# Script to introduce students in the NCEAS Distributed Graduate Seminar
# on Plant Functional Traits and Global Change
#
# Produced by Daniel Bunker, Columbia University
#
# This script is designed to be used with the accompanying screencast.
#
# As you watch the screencast, you can watch, pause, work through the
# script on your own machine, and then return to the screencast.
#
# I will be in office hours 12-1 pm EST (9-10 am PST), and will answer
# questions on the website discussion board.
#
# intstalling R
# go to www.r-project.org, and download a 'precompiled binary'
# for your system from the 'cran' site nearest you
# follow links to 'download'
# follow the directions to install
# starting R: double click the R icon, or double click a .R file (a script)
#<><>R as a calculator and simple operations<><><><>
# try these simple commands by typing them into the 'console'
2 + 2
c(1, 2, 3)
x = c(1, 2, 3)
x
x = c(1:10, 13)
y = x^2
y
# Scripting
# The command line is fine, but it is not very repeatable. Scripts allow us to
# 1) document our analyses
# 2) repeat our analyses
# 2) share our methods
ls() # this lists all objects you have created that are still in memory
rm(x) # Use the rm command to remove objects after you're finished.
rm(list = ls()) # removes everything!!!
# Now, open this script and we can get rolling!
# To execute a command from the script, simply highlight the part you want to run,
# and press command-enter (Mac) or ctrl-r (PC).

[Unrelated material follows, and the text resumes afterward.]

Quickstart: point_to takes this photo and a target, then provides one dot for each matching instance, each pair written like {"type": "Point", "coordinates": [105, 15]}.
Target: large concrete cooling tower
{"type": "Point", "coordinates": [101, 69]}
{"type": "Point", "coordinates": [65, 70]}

# On the PC you can also press ctrl-r anytime and the entire line the cursor is
# on will be executed.
# assignments
# everything in R is an 'object'. That means that R knows something
# about each object you create, and that there are 'methods'
# available to work with objects of various classes.
# scalars
a = 10; b <- 10
# print to console
b
# vectors
x = c(3, 5, 2, 8, 5, 6, 8, 10)
y = c(1, 3, 4, 5, 3, 9, 8, 3)
x; y
# lists
# lists are arbitrary collections of variables
mylist = c(dd = "foo", ee = 66)
# character
char1 = "this is some text"
char1
# factors
# factors are like character vectors but only contain values in predefined 'levels'
fac1 = factor(rep(c("a", "b"), 4))
fac1
# matrices
xx = matrix(10, 2, 3)
xx
# dataframes
# dataframes are special objects in R that we will use a lot.
# They are special because each column of a dataframe can
# itself be of a different class.
df = data.frame(x, y, fac1)
df
summary(df)
str(df)
head(df)
# Transforming variables
df$lny=log10(df$y)
df
# indexing
# indexing dataframes
df[1,2] # returns row 1, column 2
df[1, 'y'] # same
df[,2] # returns column y as a vector
df[,'y'] # same
df$y # same
df[1:4,] # rows 1-4
df[df$fac1=="a",] # rows where fac1 is 'a'
df[df$x>mean(df$x),] # rows where x is above the mean for x
df[order(df$x), ] # returns whole dataframe sorted by x
df[df$y%in%c(3:7),] # rows where 'y' matches a list of values
# indexing lists
mylist
mylist[1] # item 1 in list, with label
mylist[[1]] # the value of item 1
# <><><> Getting Help <><><>
# what to do when you get an error
# 1. check braces (), commas, and other syntax for errors
# 2. check help page
?data.frame # searches local help for 'data.frame'
example(data.frame) # gives example uses
data.frame # shows the function's internals, not always helpful
# 3. read the FAQ !!!
# 4. search the r-help archives
# 5. send a message to the r-help list. Only as a last resort.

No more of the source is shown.